Bibliothek der Friedrich-Ebert-Stiftung


Online-Edition wichtiger Beiträge Eugen Pragers in der sozialdemokratischen Presse.

    Dokument:

    Hermann Müller und die Presse / E.P. - [Electronic ed.], 1931 - 14 KB, Text
    In: Mitteilungen des Vereins Arbeiterpresse. - 31 (1. April 1931), 312, S. 1-2
    Electronic ed.: Bonn : FES Library, 2006


Hermann Müller und die Presse

Auch die Presse der Arbeiterschaft trauert um Hermann Müller als einen ihrer besten und treuesten Freunde. Auf welchen Posten Hermann Müller immer gestellt worden ist, die Verbindung mit dem gedruckten Wort hat er nie verloren. Er wußte, welche Bedeutung das Zeitungswesen für die Gestaltung der öffentlichen Meinung hat, und für ihn war es gewiß kein nebensächlicher Vorgang, wenn er beispielsweise in seinem Buch über die Novemberrevolution erzählt, wie er in den Zug gestiegen war, der ihn zu den revoltierenden Matrosen in Kiel bringen sollte und er sich unterwegs der Lektüre eines Paketes am Morgen angekommener Zeitungen widmete. Im Handbuch des Vereins Arbeiterpresse berichtete er allerdings nur, daß er Handlungsgehilfe, Redakteur, Reichsminister, Reichskanzler gewesen ist. Wir erfahren noch, daß er von 1899 bis 1906 Redakteur der "Görlitzer Volkszeitung" war. Kein Wort über die reiche schriftstellerische Arbeit dieses Mannes. Nichts über die Rolle, die Hermann Müller im Leben der Parteipresse gespielt hat. Er gehörte, wie in so vielen anderen Dingen, auch hier zu jenen Menschen, die ihr Licht unter den Scheffel stellen.

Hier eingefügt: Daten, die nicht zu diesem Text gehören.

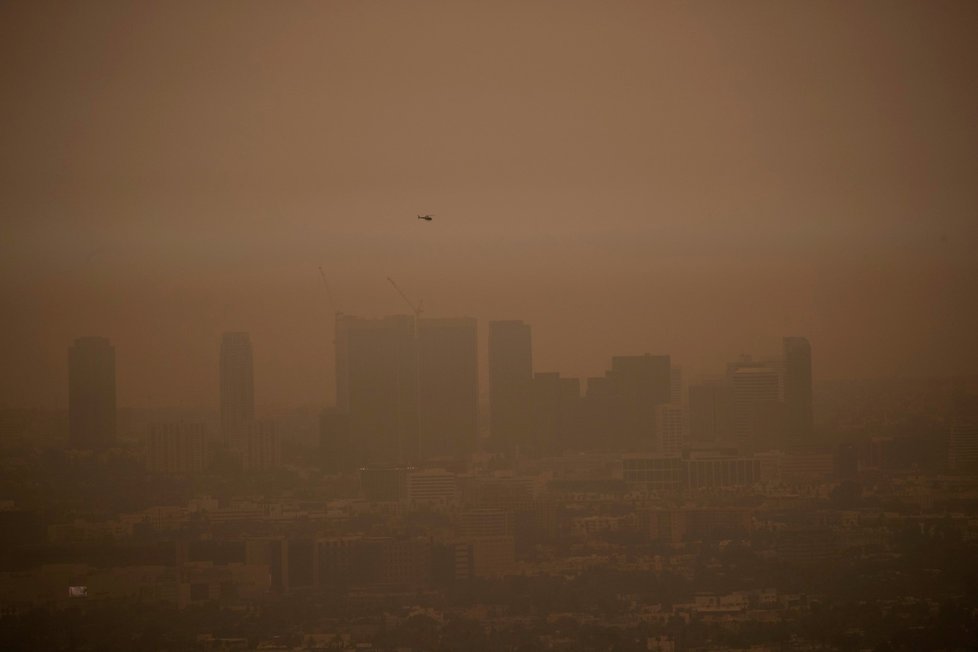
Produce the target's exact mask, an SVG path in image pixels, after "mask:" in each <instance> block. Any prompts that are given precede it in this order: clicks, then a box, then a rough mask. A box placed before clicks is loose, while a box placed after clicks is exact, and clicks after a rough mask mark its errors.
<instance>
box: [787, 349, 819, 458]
mask: <svg viewBox="0 0 978 652" xmlns="http://www.w3.org/2000/svg"><path fill="white" fill-rule="evenodd" d="M784 402H785V406H786V408H787V420H788V423H787V428H788V434H789V436H791V437H792V438H794V439H796V440H802V443H805V440H808V439H810V438H811V435H812V347H811V344H809V343H808V340H807V339H805V338H804V337H786V338H784Z"/></svg>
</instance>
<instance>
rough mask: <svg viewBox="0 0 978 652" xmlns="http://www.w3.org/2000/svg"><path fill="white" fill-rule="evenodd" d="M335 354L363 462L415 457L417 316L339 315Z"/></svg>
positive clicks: (381, 463)
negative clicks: (340, 365)
mask: <svg viewBox="0 0 978 652" xmlns="http://www.w3.org/2000/svg"><path fill="white" fill-rule="evenodd" d="M336 359H337V379H336V381H337V402H338V404H339V405H338V407H339V408H340V409H342V407H340V406H343V407H345V408H346V412H347V413H348V414H349V419H350V421H349V433H350V440H351V442H352V444H353V446H355V447H356V449H357V450H356V451H354V456H355V457H356V458H357V459H358V460H359V461H360V462H359V463H361V464H405V463H408V462H412V461H414V460H415V459H416V458H417V456H418V392H417V387H418V376H419V373H418V349H417V342H416V340H415V332H414V317H411V316H407V315H396V316H393V317H385V318H383V319H363V318H359V317H352V316H348V315H344V316H341V317H339V318H338V319H337V337H336ZM341 360H342V361H343V362H342V367H341V366H340V361H341ZM344 404H345V405H344Z"/></svg>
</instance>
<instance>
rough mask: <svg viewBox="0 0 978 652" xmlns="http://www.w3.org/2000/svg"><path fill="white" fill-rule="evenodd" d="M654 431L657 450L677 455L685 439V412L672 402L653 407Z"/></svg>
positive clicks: (663, 452)
mask: <svg viewBox="0 0 978 652" xmlns="http://www.w3.org/2000/svg"><path fill="white" fill-rule="evenodd" d="M655 432H656V435H657V437H658V451H659V452H660V453H662V454H663V455H679V453H680V452H682V448H683V444H684V443H685V441H686V413H685V412H684V411H683V408H682V406H680V405H676V404H674V403H669V404H662V405H657V406H656V407H655Z"/></svg>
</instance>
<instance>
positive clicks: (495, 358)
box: [489, 321, 533, 455]
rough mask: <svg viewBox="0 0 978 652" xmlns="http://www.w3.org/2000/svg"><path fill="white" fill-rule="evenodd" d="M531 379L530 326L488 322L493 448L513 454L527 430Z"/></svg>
mask: <svg viewBox="0 0 978 652" xmlns="http://www.w3.org/2000/svg"><path fill="white" fill-rule="evenodd" d="M532 378H533V351H532V342H531V337H530V326H529V324H525V323H523V322H522V321H491V322H489V427H490V432H491V435H492V448H493V449H494V450H495V451H497V452H502V453H506V454H508V455H511V454H513V452H514V451H515V447H516V443H517V441H518V440H519V439H520V437H521V433H522V432H523V431H524V430H525V429H526V425H527V419H528V410H527V393H528V389H529V383H530V380H531V379H532Z"/></svg>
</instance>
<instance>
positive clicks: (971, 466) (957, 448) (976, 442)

Der junge Handlungsgehilfe fand in Breslau, als er um die Jahrhundertwende aus Südwestdeutschland dorthin verschlagen wurde, in der Partei ein reges geistiges Leben vor. Aus der schlesischen Provinzialhauptstadt stammen viele Männer, deren Namen in der deutschen Arbeiterbewegung einen vollen Klang gewonnen haben. An der Spitze Ferdinand Lassalle, auf dessen Grab die Breslauer Proletarier noch heute Blumen der Liebe und Anhänglichkeit niederlegen. Der Rahmen, in dem sich das damalige Breslauer Parteileben abspielte, konnte freilich keine besondere Anziehungskraft ausüben. Die großen Lokale waren der Arbeiterschaft verschlossen, die Parteiversammlungen mußten in einer Herberge am Neumarkt abgehalten werden, wo in einem engen mit Rauch gefüllten Raume der Kellner mit den ortsüblichen Schnapsbuddeln herumging. Hier hatte Hermann Müller die rednerische Führung der radikalen Mehrheit, die gegen den von Bernstein gepredigten Revisionismus vorging. Bald wurde er Mitarbeiter der "Volkswacht"; daß er dabei große Honorare erntete, ist kaum anzunehmen. Man schrieb für die Zeitung und nicht, um daran Geld zu verdienen. Als für das Kopfblatt in Görlitz ein Lokalredakteur gesucht wurde, fiel die Wahl auf Hermann Müller.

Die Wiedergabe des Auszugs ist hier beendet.